WARREN Ex-paratrooper receives overdue Purple Heart



Government officials had trouble locating records of LaMarr Senne's injury.
By PETER H. MILLIKEN
VINDICATOR STAFF WRITER
WARREN -- An 83-year-old man wounded while serving as a paratrooper in Europe during World War II has received his long-overdue Purple Heart.
LaMarr A. Senne of Lordstown, formerly of Sandusky, a staff sergeant with the Army's 507th Parachute Infantry Regiment, Second Battalion, Company F, received the medal in a Friday evening ceremony at the Disabled American Veterans Post in Warren.
"I never pushed it. When I got out of the Army, I said the only souvenir I wanted was my skin," Senne recalled, adding that family members said he deserved the medal and asked him to inquire about it in recent years.
The Purple Heart and other military medals were presented by Retired Army Col. Robert Mangold of Cortland, who appeared with two other Army retirees, Lt. Col. George Sparacino and Command Sgt. Maj. Wayne R. Westover, both of Warren.

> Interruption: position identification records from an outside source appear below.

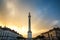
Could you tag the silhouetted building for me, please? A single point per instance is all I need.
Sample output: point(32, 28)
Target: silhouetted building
point(53, 34)
point(8, 34)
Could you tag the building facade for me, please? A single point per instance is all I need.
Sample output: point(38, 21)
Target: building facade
point(8, 34)
point(53, 34)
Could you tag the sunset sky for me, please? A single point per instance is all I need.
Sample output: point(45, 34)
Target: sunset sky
point(45, 14)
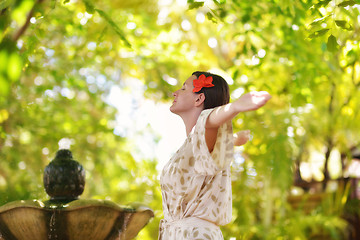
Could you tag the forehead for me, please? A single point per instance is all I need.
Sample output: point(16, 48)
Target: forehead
point(190, 80)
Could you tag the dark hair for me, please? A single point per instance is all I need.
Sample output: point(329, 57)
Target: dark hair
point(218, 94)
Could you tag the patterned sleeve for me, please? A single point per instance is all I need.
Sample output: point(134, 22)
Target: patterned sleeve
point(222, 155)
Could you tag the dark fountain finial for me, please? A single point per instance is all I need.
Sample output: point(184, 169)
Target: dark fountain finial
point(66, 218)
point(64, 178)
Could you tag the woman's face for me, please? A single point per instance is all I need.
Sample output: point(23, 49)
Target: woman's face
point(184, 97)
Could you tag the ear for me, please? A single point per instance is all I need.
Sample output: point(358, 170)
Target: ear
point(200, 99)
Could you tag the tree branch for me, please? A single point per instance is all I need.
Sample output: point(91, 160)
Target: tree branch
point(27, 22)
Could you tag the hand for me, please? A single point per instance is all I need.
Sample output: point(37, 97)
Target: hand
point(252, 101)
point(241, 137)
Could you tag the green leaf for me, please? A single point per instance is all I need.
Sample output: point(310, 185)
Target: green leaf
point(347, 3)
point(319, 33)
point(211, 17)
point(114, 26)
point(322, 3)
point(5, 3)
point(90, 8)
point(14, 67)
point(319, 20)
point(343, 24)
point(193, 5)
point(332, 44)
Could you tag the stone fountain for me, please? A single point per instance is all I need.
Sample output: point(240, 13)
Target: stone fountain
point(65, 216)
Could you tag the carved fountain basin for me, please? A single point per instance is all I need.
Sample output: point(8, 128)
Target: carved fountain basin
point(76, 220)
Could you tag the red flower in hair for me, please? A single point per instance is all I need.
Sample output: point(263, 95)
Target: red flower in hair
point(201, 82)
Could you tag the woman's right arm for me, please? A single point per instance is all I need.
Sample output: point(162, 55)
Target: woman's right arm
point(247, 102)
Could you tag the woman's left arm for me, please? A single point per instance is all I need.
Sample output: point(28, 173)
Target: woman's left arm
point(247, 102)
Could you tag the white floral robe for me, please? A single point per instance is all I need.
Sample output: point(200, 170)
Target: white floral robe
point(196, 186)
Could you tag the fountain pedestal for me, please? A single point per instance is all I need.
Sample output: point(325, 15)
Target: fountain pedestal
point(64, 218)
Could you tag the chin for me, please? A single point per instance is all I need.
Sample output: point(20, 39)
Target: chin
point(173, 110)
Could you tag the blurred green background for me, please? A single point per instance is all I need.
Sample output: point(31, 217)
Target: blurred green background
point(79, 74)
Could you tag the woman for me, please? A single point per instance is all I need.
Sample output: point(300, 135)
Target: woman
point(195, 183)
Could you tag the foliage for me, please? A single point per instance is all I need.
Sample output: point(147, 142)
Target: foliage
point(59, 61)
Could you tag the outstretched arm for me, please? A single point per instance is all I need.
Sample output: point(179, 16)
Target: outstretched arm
point(247, 102)
point(241, 137)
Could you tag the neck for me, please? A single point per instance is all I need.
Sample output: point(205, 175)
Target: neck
point(190, 119)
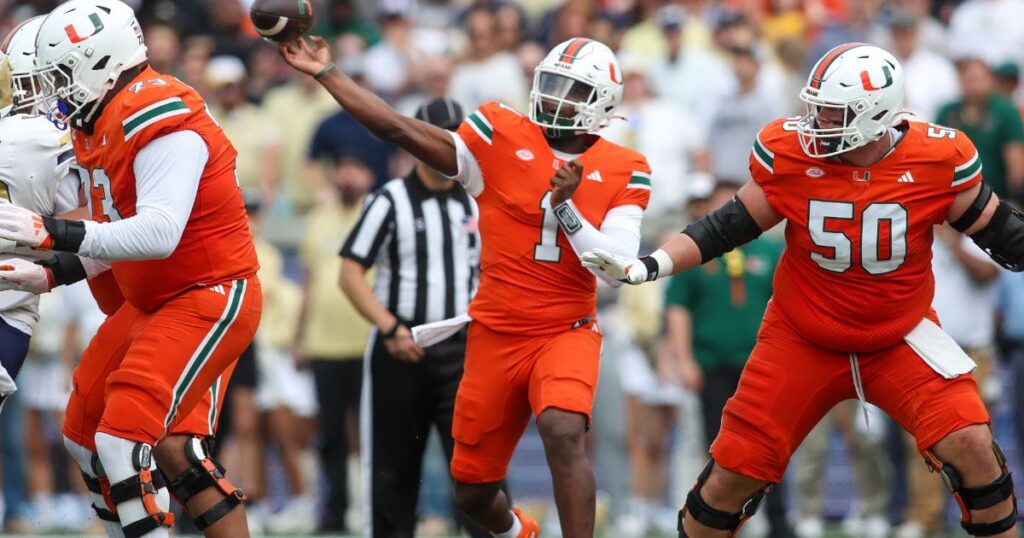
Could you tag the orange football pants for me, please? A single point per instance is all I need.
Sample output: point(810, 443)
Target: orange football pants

'Rewarding': "It's really one of the most rewarding things that we do," said Dominic Marchese, an aide in the Niles office of U.S. Rep. James A. Traficant Jr., D-17th, referring to such award ceremonies. Marchese presented a proclamation on behalf of the congressman.
Senne's skin and clothing were burned when he was hit by tracer fire, which severed his ammunition belt, as his company was raked with German machine gun fire on a ridge overlooking a river in January 1945 near Munchausen, Luxembourg.

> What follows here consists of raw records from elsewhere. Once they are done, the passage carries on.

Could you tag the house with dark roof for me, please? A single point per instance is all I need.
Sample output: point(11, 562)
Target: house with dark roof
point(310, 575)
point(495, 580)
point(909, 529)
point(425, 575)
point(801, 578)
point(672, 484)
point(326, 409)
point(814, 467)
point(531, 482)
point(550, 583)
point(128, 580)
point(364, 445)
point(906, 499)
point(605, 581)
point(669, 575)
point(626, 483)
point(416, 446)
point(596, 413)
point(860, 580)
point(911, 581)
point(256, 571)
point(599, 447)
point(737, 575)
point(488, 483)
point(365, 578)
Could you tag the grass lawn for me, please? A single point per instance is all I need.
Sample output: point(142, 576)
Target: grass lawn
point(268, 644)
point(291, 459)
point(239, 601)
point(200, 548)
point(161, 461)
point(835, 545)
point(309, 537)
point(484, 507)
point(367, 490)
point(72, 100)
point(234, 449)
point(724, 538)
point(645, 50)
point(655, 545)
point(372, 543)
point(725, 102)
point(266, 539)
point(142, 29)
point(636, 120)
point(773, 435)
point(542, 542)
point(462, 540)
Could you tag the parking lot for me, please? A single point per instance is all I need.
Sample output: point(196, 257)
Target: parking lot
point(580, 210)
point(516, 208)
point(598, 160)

In July 1945, military officials told him they could find no record of his having been wounded in combat. But after World War II, the government classified him first as 10 percent, then 20 percent disabled.
In a March 15, 2001, letter to the National Personnel Records Center in St. Louis, Senne wrote that he suffered "a great deal of back trouble," especially during his working years.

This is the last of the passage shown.